Mounia Lalmas is a Principal Research Scientist at Yahoo Labs, which she joined in January 2011. Prior to this, she held a Microsoft Research/RAEng Research Chair at the School of Computing Science, University of Glasgow. Before that, she was Professor of Information Retrieval at the Department of Computer Science at Queen Mary, University of London, which she joined in 1999 as a lecturer (aka assistant professor). From 2002 until 2007, she co-led the Evaluation Initiative for XML Retrieval (INEX), a large-scale project with over 80 participating organizations worldwide, which was responsible for defining the nature of XML retrieval, and how it should be evaluated. Her current research focuses on three main areas : user engagement, social media and search.

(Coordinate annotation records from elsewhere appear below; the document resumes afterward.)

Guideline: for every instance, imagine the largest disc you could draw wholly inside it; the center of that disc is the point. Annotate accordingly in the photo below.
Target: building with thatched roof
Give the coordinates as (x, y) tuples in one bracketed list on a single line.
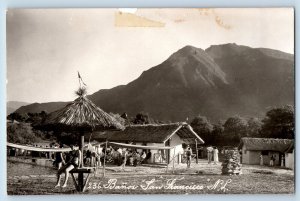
[(255, 148), (162, 135), (81, 114)]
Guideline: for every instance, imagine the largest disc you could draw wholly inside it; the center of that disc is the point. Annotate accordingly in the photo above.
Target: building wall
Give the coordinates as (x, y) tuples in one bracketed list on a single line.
[(289, 160), (176, 142), (253, 157), (245, 155)]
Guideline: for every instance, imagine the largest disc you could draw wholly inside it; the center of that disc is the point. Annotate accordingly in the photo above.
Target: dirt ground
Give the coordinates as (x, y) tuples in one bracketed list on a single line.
[(201, 178)]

Lieu : Campus - Amphi H, ENSIMAG
In the online world, user engagement refers to the quality of the user experience that emphasizes the phenomena associated with wanting to use a web application longer and frequently. User engagement is a multifaceted, complex phenomenon, giving rise to a number of approaches for its measurement : self-reporting (e.g., questionnaires) ; observational methods (e.g., facial expression analysis, desktop actions) ; and web analytics using online behavior metrics. These methods represent various trade-offs between the scale of the data analyzed and the depth of understanding. For instance, surveys are hardly scalable but offer rich, qualitative insights, whereas click data can be collected on a large-scale but are more difficult to analyze. Still, the core research questions each type of measurement is able to answer are unclear. This talk will present various efforts aiming at combining approaches to measure engagement and seeking to provide insights into what questions to ask when measuring engagement.